Sir,

Familial exudative vitreoretinopathy (FEVR) is a hereditary disorder that is characterised by aberrant and incomplete vascularisation of the peripheral retina. An early diagnosis of FEVR is important for adequate genetic counselling and treatment. FEVR is a genetically heterogeneous disease that shows X-linked recessive, autosomal dominant, and autosomal recessive modes of inheritance. X-linked recessive FEVR has been associated with mutations in the Norrie disease (NDP) gene.1, 2

Case report

A 2-year-old male infant was diagnosed with FEVR on clinical grounds and a lack of prematurity.
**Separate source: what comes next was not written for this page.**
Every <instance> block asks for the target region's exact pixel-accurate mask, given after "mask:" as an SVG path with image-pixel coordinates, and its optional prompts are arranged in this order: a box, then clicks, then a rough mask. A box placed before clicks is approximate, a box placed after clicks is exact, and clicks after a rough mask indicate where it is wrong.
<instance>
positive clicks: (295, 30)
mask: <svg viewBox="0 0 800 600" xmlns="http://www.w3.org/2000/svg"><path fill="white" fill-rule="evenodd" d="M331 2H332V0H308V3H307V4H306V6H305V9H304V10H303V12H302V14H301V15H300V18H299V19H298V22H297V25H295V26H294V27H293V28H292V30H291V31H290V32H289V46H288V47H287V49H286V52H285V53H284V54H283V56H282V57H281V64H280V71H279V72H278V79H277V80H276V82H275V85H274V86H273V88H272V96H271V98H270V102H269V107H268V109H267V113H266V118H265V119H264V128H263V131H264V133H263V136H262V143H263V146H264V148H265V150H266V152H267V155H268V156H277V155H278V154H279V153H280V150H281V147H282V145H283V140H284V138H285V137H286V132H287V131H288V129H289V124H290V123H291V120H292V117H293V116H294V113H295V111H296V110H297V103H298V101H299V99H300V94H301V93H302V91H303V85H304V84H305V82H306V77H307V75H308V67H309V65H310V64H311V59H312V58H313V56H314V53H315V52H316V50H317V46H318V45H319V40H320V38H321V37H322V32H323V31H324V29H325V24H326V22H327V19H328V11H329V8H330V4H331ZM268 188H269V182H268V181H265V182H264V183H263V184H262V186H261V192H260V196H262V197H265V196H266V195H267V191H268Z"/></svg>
The patient presented as a 1 year old with a left esotropia and an abnormal red reflex in the left eye. Fundoscopy at EUA detected inferotemporal peripheral vascular and gliotic changes in the right eye and a dragged macula with retinal exudation in the left eye. The right eye was treated with retinal laser photocoagulation and the left developed a total retinal detachment. Both parents had normal retinal examinations and FFAs. His sister underwent an EUA and the retinae were normal. A major concern in the family was the risks to other children. DNA was extracted from peripheral blood leukocytes. The Norrie disease gene (NDP) was screened using Sanger sequencing by the NHS UK Genetic Testing Network (UKGTN). Mutational analysis of the NDP gene detected a C>T mutation in exon 2 resulting in a substitution of arginine by cysteine (p.Arg38Cys).

Comment

A French study identified this NDP mutation (p.Arg38Cys) in a patient with Norrie disease. The sequence was only identified in one family and was not seen in 75 control chromosomes. Our examination of the literature for identical FEVR-related SNPs reveals a Spanish paper, which identified two families with XL-FEVR and this mutation. They shared other common pieces of DNA and were therefore assumed to be distantly related. The phenotype ranged from primary hyperplastic primary vitreous to XL-FEVR with variable ophthalmic signs. One family member who had the mutation did not have any signs of XL-FEVR and this was felt to be a case of incomplete penetrance. Genetic analysis of the NDP gene confirmed X-linked FEVR and enabled genetic counselling, thus removing the requirement of EUAs in at-risk children. The UKGTN now offers testing of three FEVR genes: NDP, frizzled–4, and LRP5, which will improve clinical care of families and children (Figure 1).

Figure 1
figure 1

The peripheral vascular and gliotic changes treated with retinal laser photocoagulation in the right eye.